Following Plotinus, Porphyry identified four kinds of virtue: civil life, purification, contemplation and exemplary. Each is fit for an appropriate grade of life:
'There is a difference between the virtues of the citizen; those of the one who attempts to rise to contemplation, and who, on this account, is said to be contemplative; those of the one who does contemplate perfectly; and finally those of the pure Intelligence, which is completely separated from soul'.
Each virtue befits a level of awareness:
'The objects (skopoi), differ with the kind of virtues. The object of the civil virtues is to moderate our passions to conform withthe activities of human nature. That of the purificatory virtues is to detach the soul completely from the passions. That of the contemplative virtues is to apply the soul to intellectual activities, even to the extent of no longer having to think of the need of freeing oneself from the passions.... The exemplary virtues reside within intelligence'.
During his time with Longinus, Porphyry developed his skill for literary criticism - 'critic' (kritikos) was a title of professional recognition. What is the meaning of a literary account? How are we to understand it? Does it refer to concrete or symbolic events? The last question was the more problematic because it opens wide the field of interpretation and links literature to the representational arts. The question then arises whether the creation of an artist (poits) reflects truth or somehow misleads. Put in a Platonic context, do artists (in literature, sculpture, drawing) use artistic images as representations and 'imitations' of intangible truths, or do they exercise their artistic ''licence' (exousia) without regard for truth, and so present distortions and falsehoods?
Porphyry showed his 'critical' skill both negatively (to prove that some Gnostic and Christian holy books were recent forgeries) and positively (notably the allegorizing of Homer's Odyssey and the Cave of Nymphs). Building on a tradition that can be traced to Numenius (a second-century ad Platonist, who anticipated Plotinus and Iamblichus), Porphyry interpreted the Homeric hero as the human soul. The hero's journey is an allegory for the journey of the soul through life with the attendant travails and terrors: the process of psychological internalization. Poetic descriptions of the lands, dwellings and temples the hero visits, and of the people and wondrous creature he encounters, can be interpreted on many levels according to the Neoplatonic levels of knowledge and being.

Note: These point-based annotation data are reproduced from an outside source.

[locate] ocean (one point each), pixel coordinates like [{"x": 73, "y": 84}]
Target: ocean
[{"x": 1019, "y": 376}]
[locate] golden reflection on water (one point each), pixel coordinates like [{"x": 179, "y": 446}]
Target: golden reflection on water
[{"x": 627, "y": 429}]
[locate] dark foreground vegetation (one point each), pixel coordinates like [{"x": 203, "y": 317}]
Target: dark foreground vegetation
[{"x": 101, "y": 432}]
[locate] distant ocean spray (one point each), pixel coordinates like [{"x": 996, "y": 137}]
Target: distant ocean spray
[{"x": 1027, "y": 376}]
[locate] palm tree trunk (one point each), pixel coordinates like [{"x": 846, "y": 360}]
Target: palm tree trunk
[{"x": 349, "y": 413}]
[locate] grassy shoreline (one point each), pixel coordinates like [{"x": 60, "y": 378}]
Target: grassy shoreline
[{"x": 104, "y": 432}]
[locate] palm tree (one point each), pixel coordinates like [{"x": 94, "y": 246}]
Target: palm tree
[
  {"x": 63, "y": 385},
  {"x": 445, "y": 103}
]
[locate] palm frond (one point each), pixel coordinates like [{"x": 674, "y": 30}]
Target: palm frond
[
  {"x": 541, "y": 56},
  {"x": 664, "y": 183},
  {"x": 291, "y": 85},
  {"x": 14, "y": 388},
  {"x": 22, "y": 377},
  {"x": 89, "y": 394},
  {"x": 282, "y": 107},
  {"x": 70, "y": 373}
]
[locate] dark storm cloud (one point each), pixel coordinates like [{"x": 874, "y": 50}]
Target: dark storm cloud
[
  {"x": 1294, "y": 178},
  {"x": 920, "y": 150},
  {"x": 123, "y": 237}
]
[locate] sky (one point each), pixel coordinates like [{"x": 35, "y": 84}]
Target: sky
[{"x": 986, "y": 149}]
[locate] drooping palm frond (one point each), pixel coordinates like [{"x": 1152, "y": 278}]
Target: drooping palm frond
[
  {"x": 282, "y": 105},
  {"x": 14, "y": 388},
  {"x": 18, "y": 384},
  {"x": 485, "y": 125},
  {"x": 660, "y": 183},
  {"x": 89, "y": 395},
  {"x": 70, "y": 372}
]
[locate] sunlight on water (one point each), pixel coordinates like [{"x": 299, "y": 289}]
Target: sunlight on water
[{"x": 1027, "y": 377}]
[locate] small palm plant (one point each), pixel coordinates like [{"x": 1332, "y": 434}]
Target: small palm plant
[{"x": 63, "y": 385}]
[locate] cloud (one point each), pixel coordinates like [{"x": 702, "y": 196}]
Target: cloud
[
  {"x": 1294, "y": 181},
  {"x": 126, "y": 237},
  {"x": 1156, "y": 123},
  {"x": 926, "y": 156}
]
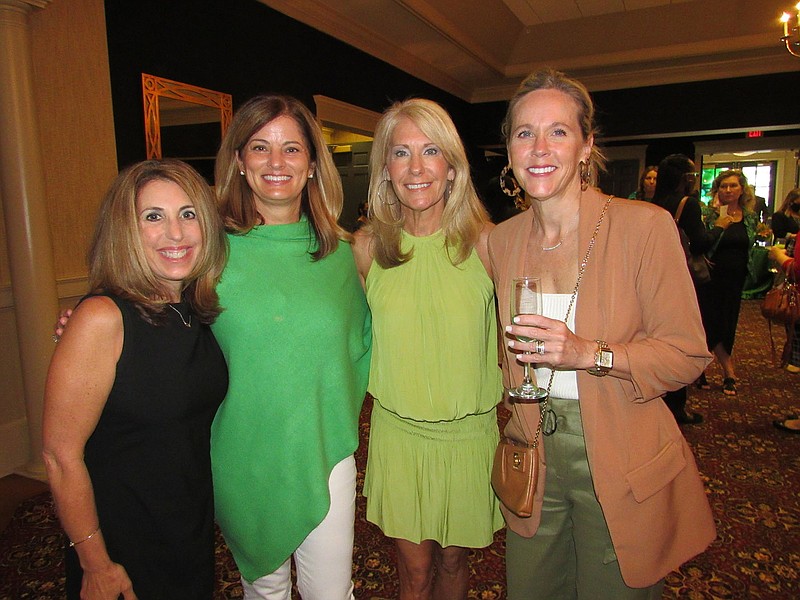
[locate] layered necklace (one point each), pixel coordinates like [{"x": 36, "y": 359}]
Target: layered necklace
[
  {"x": 561, "y": 241},
  {"x": 184, "y": 321}
]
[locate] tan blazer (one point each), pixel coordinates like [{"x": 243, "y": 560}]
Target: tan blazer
[{"x": 637, "y": 292}]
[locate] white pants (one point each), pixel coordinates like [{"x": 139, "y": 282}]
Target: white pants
[{"x": 324, "y": 561}]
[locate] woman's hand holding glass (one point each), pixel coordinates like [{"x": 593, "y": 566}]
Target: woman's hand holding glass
[
  {"x": 526, "y": 299},
  {"x": 561, "y": 348}
]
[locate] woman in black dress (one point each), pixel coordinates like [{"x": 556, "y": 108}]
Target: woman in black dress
[
  {"x": 677, "y": 180},
  {"x": 720, "y": 299},
  {"x": 132, "y": 389}
]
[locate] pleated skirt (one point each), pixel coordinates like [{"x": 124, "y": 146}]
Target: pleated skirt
[{"x": 432, "y": 481}]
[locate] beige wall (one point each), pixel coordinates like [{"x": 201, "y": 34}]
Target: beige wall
[{"x": 73, "y": 105}]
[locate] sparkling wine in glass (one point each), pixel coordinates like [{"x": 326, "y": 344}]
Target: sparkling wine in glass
[{"x": 526, "y": 299}]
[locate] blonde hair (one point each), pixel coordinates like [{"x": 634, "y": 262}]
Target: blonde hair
[
  {"x": 549, "y": 79},
  {"x": 748, "y": 199},
  {"x": 463, "y": 217},
  {"x": 117, "y": 260},
  {"x": 322, "y": 198}
]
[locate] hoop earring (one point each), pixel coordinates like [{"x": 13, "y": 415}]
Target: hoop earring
[
  {"x": 382, "y": 195},
  {"x": 586, "y": 175},
  {"x": 519, "y": 201}
]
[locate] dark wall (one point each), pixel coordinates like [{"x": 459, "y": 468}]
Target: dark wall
[
  {"x": 745, "y": 102},
  {"x": 243, "y": 48}
]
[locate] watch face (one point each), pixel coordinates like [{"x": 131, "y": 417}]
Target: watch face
[{"x": 604, "y": 359}]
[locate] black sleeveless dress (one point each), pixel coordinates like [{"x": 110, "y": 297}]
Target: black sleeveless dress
[{"x": 149, "y": 458}]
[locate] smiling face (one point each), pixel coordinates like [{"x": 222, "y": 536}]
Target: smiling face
[
  {"x": 649, "y": 183},
  {"x": 170, "y": 232},
  {"x": 545, "y": 145},
  {"x": 418, "y": 170},
  {"x": 277, "y": 164},
  {"x": 730, "y": 190}
]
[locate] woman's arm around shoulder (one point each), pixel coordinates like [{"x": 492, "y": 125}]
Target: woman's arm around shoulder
[
  {"x": 79, "y": 380},
  {"x": 362, "y": 252},
  {"x": 482, "y": 247}
]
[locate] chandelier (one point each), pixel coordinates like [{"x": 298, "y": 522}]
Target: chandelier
[{"x": 791, "y": 30}]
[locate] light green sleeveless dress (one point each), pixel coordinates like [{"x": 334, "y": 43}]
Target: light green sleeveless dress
[{"x": 436, "y": 384}]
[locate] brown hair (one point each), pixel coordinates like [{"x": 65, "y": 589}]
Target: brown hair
[
  {"x": 117, "y": 260},
  {"x": 463, "y": 217},
  {"x": 748, "y": 199},
  {"x": 322, "y": 198}
]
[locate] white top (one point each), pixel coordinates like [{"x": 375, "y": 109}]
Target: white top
[{"x": 565, "y": 383}]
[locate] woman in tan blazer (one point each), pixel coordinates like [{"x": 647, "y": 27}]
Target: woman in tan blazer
[{"x": 619, "y": 502}]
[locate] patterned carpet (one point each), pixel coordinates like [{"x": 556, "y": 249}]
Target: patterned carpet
[{"x": 750, "y": 469}]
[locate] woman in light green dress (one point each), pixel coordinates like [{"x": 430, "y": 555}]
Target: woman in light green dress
[{"x": 422, "y": 257}]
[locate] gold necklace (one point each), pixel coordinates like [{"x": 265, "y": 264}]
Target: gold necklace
[
  {"x": 184, "y": 321},
  {"x": 561, "y": 241}
]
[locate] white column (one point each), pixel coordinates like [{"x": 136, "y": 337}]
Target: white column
[{"x": 22, "y": 188}]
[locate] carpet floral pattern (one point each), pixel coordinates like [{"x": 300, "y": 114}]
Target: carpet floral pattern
[{"x": 751, "y": 472}]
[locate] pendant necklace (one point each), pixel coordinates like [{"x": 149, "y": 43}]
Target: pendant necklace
[
  {"x": 561, "y": 241},
  {"x": 184, "y": 321}
]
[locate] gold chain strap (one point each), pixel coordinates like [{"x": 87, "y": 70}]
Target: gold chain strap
[{"x": 584, "y": 262}]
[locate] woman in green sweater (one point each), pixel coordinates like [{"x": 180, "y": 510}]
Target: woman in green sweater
[{"x": 295, "y": 332}]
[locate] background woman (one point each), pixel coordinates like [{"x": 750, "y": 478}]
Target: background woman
[
  {"x": 132, "y": 390},
  {"x": 424, "y": 261},
  {"x": 296, "y": 335},
  {"x": 616, "y": 462},
  {"x": 721, "y": 298},
  {"x": 787, "y": 218},
  {"x": 678, "y": 180},
  {"x": 647, "y": 184}
]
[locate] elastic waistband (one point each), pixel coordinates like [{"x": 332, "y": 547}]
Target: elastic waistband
[{"x": 461, "y": 429}]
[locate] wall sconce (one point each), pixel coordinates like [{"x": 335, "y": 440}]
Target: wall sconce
[{"x": 791, "y": 31}]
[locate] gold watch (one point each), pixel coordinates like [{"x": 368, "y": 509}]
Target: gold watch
[{"x": 603, "y": 360}]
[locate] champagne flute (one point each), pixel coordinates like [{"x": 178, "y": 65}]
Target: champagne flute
[{"x": 526, "y": 299}]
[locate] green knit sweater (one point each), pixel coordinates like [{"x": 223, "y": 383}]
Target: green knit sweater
[{"x": 296, "y": 335}]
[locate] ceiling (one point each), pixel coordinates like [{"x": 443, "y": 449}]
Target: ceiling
[{"x": 479, "y": 50}]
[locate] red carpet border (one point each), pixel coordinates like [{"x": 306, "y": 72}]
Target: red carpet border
[{"x": 751, "y": 471}]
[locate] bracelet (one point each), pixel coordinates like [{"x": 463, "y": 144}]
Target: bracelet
[{"x": 86, "y": 539}]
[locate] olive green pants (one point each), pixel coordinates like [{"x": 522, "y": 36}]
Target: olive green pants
[{"x": 571, "y": 556}]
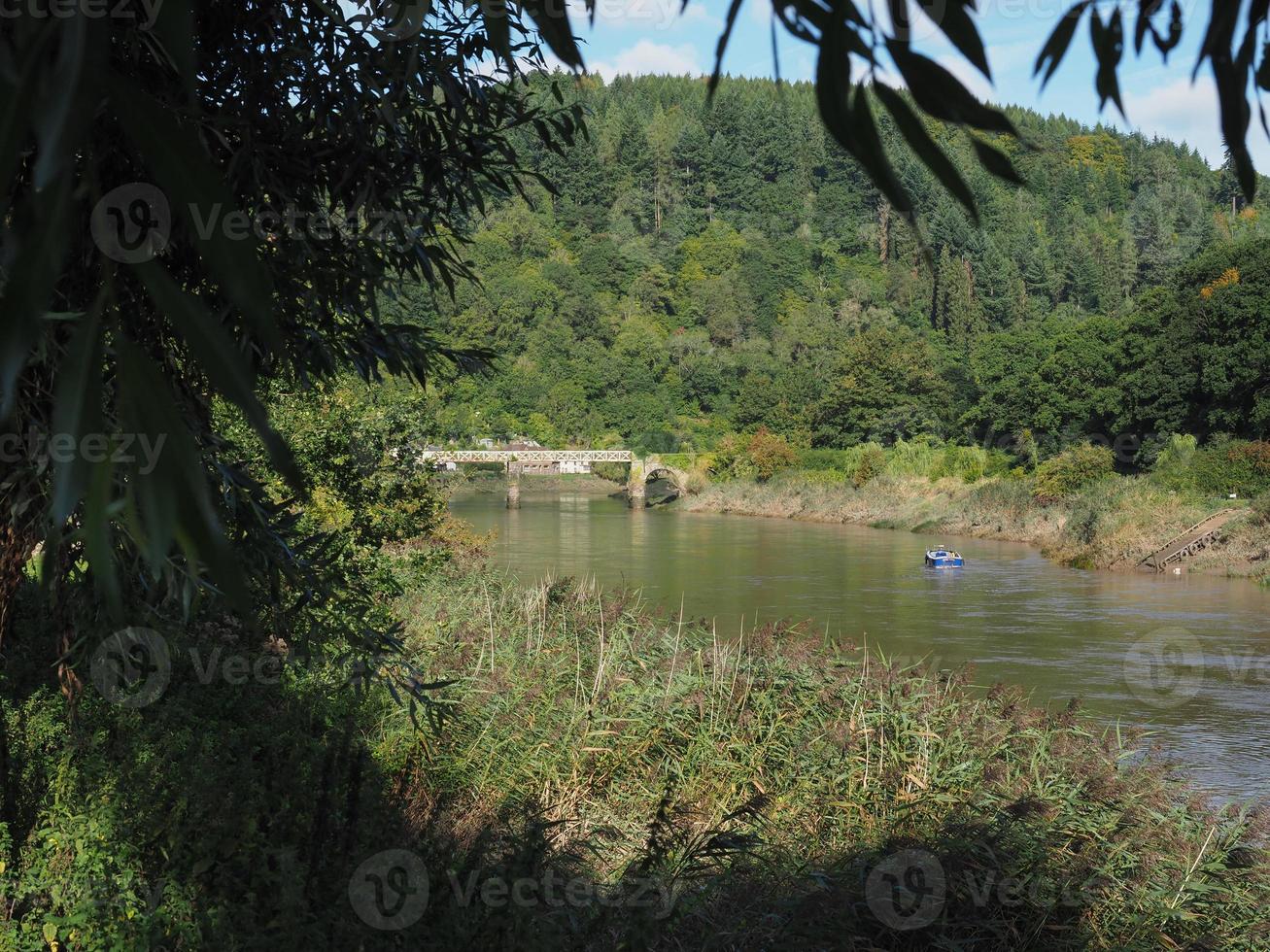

Works of literature and art are not just for entertainment or purging the emotions. They may point to truths about knowledge and being, just as language mediates reality. Thus literary theory (and aesthetics) becomes part of the philosopher's purview.
As the editor and publicist of the Enneads, Porphyry ensured the dissemination of Plotinian thought. Although he expanded the emerging Neoplatonic metaphysics, in this he remained in his master's shadow. This Plotinian-Porphyrian theological Neoplatonism can be seen in Augustine and his followers in the Latin West.
Porphyry shone independently, however, in his work on Aristotle and logic. He is the pivotal figure among the Aristotle Commentators, rescuing Aristotelian studies from total obscurity and securing their place in post-Plotinian philosophy. It is this new, broader Neoplatonism we find in Boethius, and it is this which gave rise to medieval scholasticism and so-called Aristotelianism (see Aristotelianism, medieval; Aristotelianism, Renaissance). On the Greek side, both Porphyry and Aristotle became part of the Iamblichean Neoplatonism and were enshrined in the curriculum that lasted for centuries. In the Latin West, we may trace the influence of Porphyry's Isagog both to autonomous logical theory (see, for example, the work of Shyreswood and William of Ockham), and to the debate on nominalism and realism (see Abelard). We may also profitably reflect on Porphyry's contribution to the problem of sense and reference.